“Thought for the Day” #951 – by Stephen R. Elville, J.D., LL.M.

April 19, 2017

Yesterday we discussed one of the most frequently asked questions in estate planning and elder law: when leaving a home to children, is it better to avoid probate by using joint ownership or a revocable living trust? Having discussed the pros and cons of joint ownership to achieve that purpose, today we’ll briefly discuss the revocable living trust method. If you retitle your property in a revocable living trust (for your benefit), naming your child as beneficiary after your death, the property will go to your child without going through probate (the distribution of the property to your child will occur without the necessity of the probate process).

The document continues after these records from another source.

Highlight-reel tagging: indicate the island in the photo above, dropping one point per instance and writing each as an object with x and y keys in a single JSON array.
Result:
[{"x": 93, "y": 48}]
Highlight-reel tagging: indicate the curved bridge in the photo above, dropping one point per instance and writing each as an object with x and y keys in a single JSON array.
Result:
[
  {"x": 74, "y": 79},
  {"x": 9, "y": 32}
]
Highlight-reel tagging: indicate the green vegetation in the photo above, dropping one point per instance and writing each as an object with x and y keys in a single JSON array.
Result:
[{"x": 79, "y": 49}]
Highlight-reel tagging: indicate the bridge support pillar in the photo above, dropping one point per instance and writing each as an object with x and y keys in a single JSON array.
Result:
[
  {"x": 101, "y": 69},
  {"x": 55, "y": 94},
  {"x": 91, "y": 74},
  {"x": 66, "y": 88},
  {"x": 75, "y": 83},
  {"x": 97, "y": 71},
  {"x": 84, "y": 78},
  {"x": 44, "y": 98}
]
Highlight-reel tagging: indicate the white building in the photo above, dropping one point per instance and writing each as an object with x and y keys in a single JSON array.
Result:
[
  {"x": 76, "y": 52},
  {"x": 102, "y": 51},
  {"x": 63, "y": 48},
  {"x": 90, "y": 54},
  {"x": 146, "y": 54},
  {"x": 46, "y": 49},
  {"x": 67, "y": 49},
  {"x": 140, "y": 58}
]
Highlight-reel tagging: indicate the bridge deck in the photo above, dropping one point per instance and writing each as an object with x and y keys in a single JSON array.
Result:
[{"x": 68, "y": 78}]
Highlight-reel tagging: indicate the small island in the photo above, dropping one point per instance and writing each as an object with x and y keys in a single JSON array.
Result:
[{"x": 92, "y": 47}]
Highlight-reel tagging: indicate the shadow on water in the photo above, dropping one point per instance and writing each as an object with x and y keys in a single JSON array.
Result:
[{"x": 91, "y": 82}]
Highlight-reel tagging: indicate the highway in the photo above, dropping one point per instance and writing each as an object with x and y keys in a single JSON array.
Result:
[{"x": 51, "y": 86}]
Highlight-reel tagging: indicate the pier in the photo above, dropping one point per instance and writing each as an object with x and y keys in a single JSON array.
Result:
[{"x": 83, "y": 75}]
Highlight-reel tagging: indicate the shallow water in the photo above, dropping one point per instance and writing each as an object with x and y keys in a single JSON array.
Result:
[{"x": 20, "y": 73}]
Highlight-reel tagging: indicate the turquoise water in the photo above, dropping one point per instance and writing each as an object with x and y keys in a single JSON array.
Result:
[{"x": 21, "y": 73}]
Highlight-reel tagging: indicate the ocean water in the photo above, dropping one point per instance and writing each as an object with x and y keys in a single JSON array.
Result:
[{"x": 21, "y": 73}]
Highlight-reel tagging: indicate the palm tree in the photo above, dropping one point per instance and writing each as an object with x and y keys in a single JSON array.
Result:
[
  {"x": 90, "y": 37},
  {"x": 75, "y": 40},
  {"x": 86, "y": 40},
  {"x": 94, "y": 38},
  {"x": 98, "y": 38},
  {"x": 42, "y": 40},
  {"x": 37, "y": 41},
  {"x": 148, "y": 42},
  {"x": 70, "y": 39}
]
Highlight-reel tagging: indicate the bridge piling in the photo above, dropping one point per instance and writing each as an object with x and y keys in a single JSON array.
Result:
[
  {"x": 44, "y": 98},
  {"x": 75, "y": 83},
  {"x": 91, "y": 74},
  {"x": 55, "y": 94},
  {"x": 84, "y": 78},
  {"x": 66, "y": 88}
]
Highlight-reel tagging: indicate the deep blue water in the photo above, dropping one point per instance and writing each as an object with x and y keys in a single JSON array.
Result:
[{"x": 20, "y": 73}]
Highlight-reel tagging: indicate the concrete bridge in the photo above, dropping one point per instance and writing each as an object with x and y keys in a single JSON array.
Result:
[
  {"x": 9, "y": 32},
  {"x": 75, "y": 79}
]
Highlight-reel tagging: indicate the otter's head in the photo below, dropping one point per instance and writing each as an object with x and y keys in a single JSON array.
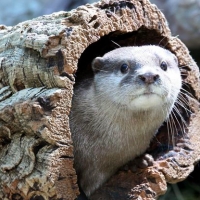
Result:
[{"x": 140, "y": 78}]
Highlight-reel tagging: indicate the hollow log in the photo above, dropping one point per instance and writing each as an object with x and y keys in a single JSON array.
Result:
[{"x": 38, "y": 62}]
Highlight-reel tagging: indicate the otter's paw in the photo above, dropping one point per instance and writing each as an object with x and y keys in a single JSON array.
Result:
[{"x": 183, "y": 147}]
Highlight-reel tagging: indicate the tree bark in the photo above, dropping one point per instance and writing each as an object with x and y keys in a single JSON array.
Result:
[{"x": 38, "y": 60}]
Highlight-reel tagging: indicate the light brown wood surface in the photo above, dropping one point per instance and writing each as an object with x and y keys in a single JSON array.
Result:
[{"x": 38, "y": 60}]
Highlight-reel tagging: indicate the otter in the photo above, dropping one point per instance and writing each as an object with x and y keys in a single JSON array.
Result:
[{"x": 116, "y": 114}]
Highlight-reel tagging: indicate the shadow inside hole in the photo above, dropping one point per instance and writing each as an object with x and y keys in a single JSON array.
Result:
[{"x": 142, "y": 36}]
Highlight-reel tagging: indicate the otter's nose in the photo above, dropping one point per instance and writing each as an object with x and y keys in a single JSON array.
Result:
[{"x": 148, "y": 78}]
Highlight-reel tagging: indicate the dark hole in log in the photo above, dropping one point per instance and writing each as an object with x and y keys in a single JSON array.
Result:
[{"x": 168, "y": 135}]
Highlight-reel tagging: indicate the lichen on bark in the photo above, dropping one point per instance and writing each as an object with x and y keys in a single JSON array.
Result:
[{"x": 38, "y": 60}]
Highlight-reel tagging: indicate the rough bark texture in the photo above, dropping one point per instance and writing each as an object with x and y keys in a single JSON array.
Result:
[{"x": 38, "y": 60}]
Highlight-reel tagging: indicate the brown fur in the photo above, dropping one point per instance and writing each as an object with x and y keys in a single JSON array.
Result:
[{"x": 114, "y": 119}]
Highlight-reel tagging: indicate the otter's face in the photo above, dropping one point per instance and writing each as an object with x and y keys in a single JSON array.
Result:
[{"x": 139, "y": 78}]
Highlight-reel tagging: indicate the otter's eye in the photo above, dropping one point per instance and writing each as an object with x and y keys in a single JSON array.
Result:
[
  {"x": 163, "y": 65},
  {"x": 124, "y": 68}
]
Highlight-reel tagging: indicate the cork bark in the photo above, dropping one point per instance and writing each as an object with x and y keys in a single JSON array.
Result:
[{"x": 38, "y": 60}]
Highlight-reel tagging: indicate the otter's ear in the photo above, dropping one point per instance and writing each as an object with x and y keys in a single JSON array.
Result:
[{"x": 97, "y": 64}]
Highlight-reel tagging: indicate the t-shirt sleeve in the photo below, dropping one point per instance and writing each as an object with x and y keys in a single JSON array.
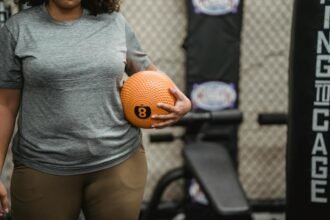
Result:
[
  {"x": 10, "y": 65},
  {"x": 137, "y": 59}
]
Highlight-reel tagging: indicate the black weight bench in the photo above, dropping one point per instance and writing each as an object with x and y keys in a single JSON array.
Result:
[{"x": 213, "y": 169}]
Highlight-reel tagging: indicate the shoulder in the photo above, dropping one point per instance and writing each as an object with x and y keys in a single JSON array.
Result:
[
  {"x": 24, "y": 17},
  {"x": 113, "y": 17}
]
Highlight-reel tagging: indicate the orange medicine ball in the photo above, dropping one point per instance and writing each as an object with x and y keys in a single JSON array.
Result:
[{"x": 140, "y": 94}]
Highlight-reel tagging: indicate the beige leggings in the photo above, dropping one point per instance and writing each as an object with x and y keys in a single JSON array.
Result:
[{"x": 111, "y": 194}]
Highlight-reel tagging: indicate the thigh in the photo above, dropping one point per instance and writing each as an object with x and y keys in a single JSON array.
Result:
[
  {"x": 37, "y": 195},
  {"x": 117, "y": 193}
]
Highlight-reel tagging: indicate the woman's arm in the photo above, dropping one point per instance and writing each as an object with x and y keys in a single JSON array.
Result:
[{"x": 9, "y": 105}]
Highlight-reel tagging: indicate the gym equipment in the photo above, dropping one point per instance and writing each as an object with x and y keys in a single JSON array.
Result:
[
  {"x": 211, "y": 165},
  {"x": 140, "y": 94},
  {"x": 308, "y": 179}
]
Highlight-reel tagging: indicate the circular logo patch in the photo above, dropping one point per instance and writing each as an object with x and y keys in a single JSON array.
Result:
[
  {"x": 213, "y": 95},
  {"x": 215, "y": 7}
]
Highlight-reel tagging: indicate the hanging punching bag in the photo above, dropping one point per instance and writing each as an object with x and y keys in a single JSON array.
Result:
[{"x": 308, "y": 191}]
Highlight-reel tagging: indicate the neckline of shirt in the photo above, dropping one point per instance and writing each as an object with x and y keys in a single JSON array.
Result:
[{"x": 64, "y": 23}]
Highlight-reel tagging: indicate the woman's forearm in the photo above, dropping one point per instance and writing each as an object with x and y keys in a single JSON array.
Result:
[
  {"x": 9, "y": 105},
  {"x": 7, "y": 125}
]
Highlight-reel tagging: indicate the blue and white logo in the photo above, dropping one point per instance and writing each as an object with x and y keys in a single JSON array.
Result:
[
  {"x": 213, "y": 96},
  {"x": 215, "y": 7}
]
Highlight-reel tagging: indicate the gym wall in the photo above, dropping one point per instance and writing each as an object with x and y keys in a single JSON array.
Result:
[{"x": 161, "y": 27}]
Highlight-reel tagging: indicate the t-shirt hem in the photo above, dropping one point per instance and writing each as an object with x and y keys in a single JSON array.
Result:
[
  {"x": 69, "y": 170},
  {"x": 10, "y": 86}
]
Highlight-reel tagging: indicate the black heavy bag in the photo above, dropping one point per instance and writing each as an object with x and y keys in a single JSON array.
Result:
[{"x": 308, "y": 195}]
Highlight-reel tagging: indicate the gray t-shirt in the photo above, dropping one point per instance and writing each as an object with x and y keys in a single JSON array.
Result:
[{"x": 70, "y": 119}]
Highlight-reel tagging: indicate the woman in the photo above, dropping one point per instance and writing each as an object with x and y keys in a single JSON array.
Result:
[{"x": 61, "y": 65}]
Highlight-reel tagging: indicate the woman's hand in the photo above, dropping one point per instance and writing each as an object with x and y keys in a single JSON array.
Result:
[
  {"x": 4, "y": 202},
  {"x": 175, "y": 113}
]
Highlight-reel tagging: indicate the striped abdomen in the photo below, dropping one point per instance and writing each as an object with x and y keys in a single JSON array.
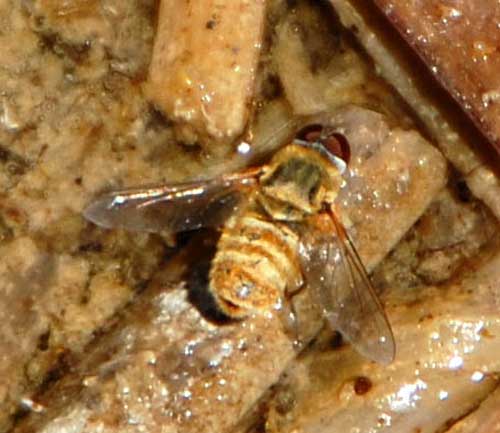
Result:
[{"x": 255, "y": 263}]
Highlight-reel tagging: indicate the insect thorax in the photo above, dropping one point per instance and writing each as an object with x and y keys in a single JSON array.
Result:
[{"x": 298, "y": 183}]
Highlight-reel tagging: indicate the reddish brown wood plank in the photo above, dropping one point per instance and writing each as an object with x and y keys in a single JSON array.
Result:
[{"x": 460, "y": 42}]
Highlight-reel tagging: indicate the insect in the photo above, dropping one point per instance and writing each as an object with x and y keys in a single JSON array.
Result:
[{"x": 279, "y": 232}]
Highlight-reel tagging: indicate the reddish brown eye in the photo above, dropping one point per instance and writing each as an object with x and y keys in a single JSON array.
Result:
[
  {"x": 310, "y": 133},
  {"x": 338, "y": 145}
]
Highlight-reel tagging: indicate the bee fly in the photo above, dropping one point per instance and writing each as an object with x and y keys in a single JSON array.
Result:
[{"x": 279, "y": 231}]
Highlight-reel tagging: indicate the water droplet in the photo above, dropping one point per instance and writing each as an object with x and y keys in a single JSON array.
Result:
[
  {"x": 455, "y": 362},
  {"x": 443, "y": 395},
  {"x": 29, "y": 404},
  {"x": 244, "y": 148},
  {"x": 90, "y": 381},
  {"x": 477, "y": 376}
]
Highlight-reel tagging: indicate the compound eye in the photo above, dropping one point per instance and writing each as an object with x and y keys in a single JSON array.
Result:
[
  {"x": 310, "y": 133},
  {"x": 337, "y": 144}
]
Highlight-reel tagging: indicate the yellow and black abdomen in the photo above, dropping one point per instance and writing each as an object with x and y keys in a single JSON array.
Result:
[{"x": 255, "y": 263}]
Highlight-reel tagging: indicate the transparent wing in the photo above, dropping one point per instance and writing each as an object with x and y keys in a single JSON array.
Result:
[
  {"x": 175, "y": 207},
  {"x": 340, "y": 285}
]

This is the same result as with joint ownership – probate avoidance. However, a revocable living trust may be further beneficial because it can provide you the right to live in the property while taking into account future changes in circumstances, such as your child passing away before you. Another benefit of a revocable living trust relates to capital gains taxes. The tax basis of property in a revocable living trust is stepped up when you die to the fair market date of death value of the property, which means that the tax basis would be the current value of the property at your death. This means that if your child sells the property soon after inheriting it from you, the capital gains taxes will likely be very low (if any whatsoever). The joint ownership method is much less desirable for capital gains taxes, as discussed in yesterday’s blog. In general, a revocable living trust is more flexible and provides more options for you and your child than joint ownership (only a few such options have been described here). However, each family and each set of circumstances is different. The use of joint ownership versus a revocable living trust is ultimately a legal counseling issue.